JH: So I mean, what I described basically is calculating the L2 distance between all the image pixels. So RGB values basically, you have three values per pixel and that's, you can interpret this as vector and then you compare vectors, vector distances, get a magnitude and that's a scalar value and then you can sum over those and then you have like a loss value to optimize for, for example.
And the problem you have with that is that what you learn as your network is to be very smushy in your image generation. So this encourages you to make blurry images because you always want to learn the distribution of over the entire data set. So the easiest way to start out is to just generate the mean of all data. Then you're on average pretty good, right?
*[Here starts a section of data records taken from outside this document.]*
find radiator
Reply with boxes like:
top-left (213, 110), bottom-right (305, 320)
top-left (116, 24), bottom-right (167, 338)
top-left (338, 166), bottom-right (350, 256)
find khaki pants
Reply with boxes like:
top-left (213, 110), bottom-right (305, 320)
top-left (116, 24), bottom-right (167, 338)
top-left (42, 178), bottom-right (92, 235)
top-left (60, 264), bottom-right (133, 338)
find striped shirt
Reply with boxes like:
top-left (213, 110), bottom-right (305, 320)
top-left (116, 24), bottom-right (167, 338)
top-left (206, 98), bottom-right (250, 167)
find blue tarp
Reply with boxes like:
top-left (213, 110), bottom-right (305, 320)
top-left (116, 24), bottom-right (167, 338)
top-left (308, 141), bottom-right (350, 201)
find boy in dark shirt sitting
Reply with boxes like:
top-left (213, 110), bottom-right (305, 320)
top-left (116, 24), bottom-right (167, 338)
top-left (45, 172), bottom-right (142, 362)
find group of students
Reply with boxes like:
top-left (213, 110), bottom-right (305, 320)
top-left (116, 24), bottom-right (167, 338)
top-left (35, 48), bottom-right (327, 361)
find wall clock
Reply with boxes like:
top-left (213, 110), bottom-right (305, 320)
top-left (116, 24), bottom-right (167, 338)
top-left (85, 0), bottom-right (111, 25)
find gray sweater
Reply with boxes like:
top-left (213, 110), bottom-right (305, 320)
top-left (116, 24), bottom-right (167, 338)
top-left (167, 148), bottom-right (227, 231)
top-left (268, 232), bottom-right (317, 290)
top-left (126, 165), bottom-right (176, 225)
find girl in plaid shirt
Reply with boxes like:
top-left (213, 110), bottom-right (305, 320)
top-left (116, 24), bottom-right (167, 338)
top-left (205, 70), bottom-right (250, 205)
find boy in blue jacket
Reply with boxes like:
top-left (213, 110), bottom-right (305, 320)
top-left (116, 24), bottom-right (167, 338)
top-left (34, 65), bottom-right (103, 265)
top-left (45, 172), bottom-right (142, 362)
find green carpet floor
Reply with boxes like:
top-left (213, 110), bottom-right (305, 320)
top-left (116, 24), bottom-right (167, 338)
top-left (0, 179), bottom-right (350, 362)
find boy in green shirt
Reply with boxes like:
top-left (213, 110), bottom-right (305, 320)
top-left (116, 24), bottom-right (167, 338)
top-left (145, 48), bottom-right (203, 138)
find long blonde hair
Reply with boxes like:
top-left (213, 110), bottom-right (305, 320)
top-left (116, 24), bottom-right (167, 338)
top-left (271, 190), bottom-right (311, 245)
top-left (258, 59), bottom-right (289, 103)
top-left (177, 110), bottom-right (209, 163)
And then start learning to, to yeah, generate the images based on the inputs better and better. And the L2 loss because of its quadratic nature makes it so that images are more blurry, but there are better ways to get more realistic looking, more crisper images, for example, using perceptual losses, comparing not RGB values, but other features that you can generate and then also differentiate. That's always important in deep learning.
So that's a huge field of science. And in the end, what you will probably always do is a combination of something like perceptual losses, L2 loss and a gun loss where you, which is another, yet another field we might talk about. Yeah, which, which then helps you to, to get better image generations.
JD: So this would explain why a lot of in-painting results or demos I saw is like, they say, okay, generate me a background and the background got blurrier and blurrier. The more they generated, is that the effect you're describing.
JH: I mean, I would have to know what the model was trained on, but basically, yes, if you only trained your model on an L2 signal where you put, you know, this, so subtract pixel values and then build the quadratic mean over it, that would result in more, what did I say?
Yeah, yeah, blurred image generations.
JD: Okay. Thanks for the detailed explanation, Johannes.
So we will split the episode up here and talk about generated adversarial networks in the next episode and also nerves, neural radiance fields.